Phillis Wheatley poetry: Scotts Ridge students learn about privilege, agency

Historical interpreter Cheyney McKnight examines the life of 18th century enslaved poet Phillis Wheatley to teach 8th grade Scotts Ridge Middle School students about using their voices to effect change.

For centuries, the written word has been used to move people to action on issues that an author deems important. Words can connect the reader to the humanity of the subject and prompt them to action.

That’s what Scotts Ridge Middle School eighth graders learned when historical interpreter Cheyney McKnight spoke to them about the work of 18th century enslaved African American poet, Phillis Wheatley, who wrote her poem, “On Being Brought from Africa to America,” to advocate for other enslaved persons.

Brought to America as a child on a slave ship from her native Ghana, Wheatley grew up to become a powerful voice against slavery.

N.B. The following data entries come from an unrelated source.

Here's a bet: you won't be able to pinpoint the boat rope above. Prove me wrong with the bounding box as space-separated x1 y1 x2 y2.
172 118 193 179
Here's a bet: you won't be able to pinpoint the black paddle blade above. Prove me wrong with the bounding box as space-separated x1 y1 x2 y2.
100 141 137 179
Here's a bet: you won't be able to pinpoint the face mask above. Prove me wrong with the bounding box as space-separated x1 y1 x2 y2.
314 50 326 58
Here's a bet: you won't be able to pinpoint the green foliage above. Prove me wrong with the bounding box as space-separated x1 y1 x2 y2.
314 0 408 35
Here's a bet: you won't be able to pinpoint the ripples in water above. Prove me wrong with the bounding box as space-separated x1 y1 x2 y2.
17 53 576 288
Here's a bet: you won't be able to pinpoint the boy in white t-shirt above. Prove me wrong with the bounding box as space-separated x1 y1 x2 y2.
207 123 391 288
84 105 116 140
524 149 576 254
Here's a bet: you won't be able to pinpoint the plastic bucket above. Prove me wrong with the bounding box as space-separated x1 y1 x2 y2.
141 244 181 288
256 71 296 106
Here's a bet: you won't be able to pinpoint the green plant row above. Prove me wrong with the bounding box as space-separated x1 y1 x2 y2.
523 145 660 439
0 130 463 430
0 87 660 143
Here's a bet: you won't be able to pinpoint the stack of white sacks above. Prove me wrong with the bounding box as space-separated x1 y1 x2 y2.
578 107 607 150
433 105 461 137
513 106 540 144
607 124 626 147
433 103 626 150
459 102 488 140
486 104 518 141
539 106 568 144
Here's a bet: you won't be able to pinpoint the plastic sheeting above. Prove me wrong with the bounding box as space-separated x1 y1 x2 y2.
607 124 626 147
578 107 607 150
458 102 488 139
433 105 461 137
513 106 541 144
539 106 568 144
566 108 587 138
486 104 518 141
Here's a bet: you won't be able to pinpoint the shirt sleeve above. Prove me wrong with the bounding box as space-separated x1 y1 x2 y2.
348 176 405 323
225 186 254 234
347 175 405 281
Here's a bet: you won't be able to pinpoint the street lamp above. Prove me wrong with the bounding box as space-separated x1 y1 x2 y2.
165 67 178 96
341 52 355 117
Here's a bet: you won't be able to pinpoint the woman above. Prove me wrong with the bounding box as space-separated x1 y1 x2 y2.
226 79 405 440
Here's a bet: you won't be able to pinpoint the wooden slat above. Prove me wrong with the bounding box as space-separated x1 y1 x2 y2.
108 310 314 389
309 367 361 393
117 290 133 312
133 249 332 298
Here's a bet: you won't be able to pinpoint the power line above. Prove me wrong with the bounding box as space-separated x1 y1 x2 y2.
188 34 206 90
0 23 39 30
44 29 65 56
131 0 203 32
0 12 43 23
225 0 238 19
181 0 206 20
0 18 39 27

She corresponded with political figures and dignitaries, including George Washington and Lord Dartmouth. “By examining the life of Phillis Wheatly, an enslaved black woman with no rights, students are challenged to examine their own privilege and agency, and how they can effect change,” said McKnight who consults with Keeler Tavern Museum to interpret slavery in 18th and 19th century America.

According to Tom Broderick, SRMS social studies teacher who collaborated with the museum to bring this program to his eighth grade classrooms, the experience of enslaved individuals and their attempts to assert agency amidst trauma is central to understanding America, past and present. “I’m thrilled to be working with Keeler Tavern Museum & History Center to deepen our students’ understanding of these important topics.”

Developed by the museum for a youth audience, this program is part of a new series called First Principles: Revisiting the Founding Era launched earlier this year by several town partners to explore the themes of the Founding Era and their relevance to contemporary society.

Additional town partners are Ridgefield Library, Ridgefield Historical Society, Drum Hill Chapter of the DAR, Books on the Common, Ridgefield League of Women Voters, the Connecticut Project for the Constitution, with special support by the Ridgefield Thrift Shop and Wadsworth Russell Lewis Trust Fund.

Revisiting the Founding Era is a three-year national initiative of the Gilder Lehrman Institute of American History, presented in partnership with the American Library Association and the National Constitution Center, with support from the National Endowment for the Humanities. The grant provides 100 public libraries across the country the opportunity to use historical documents to create conversations about the Founding Era.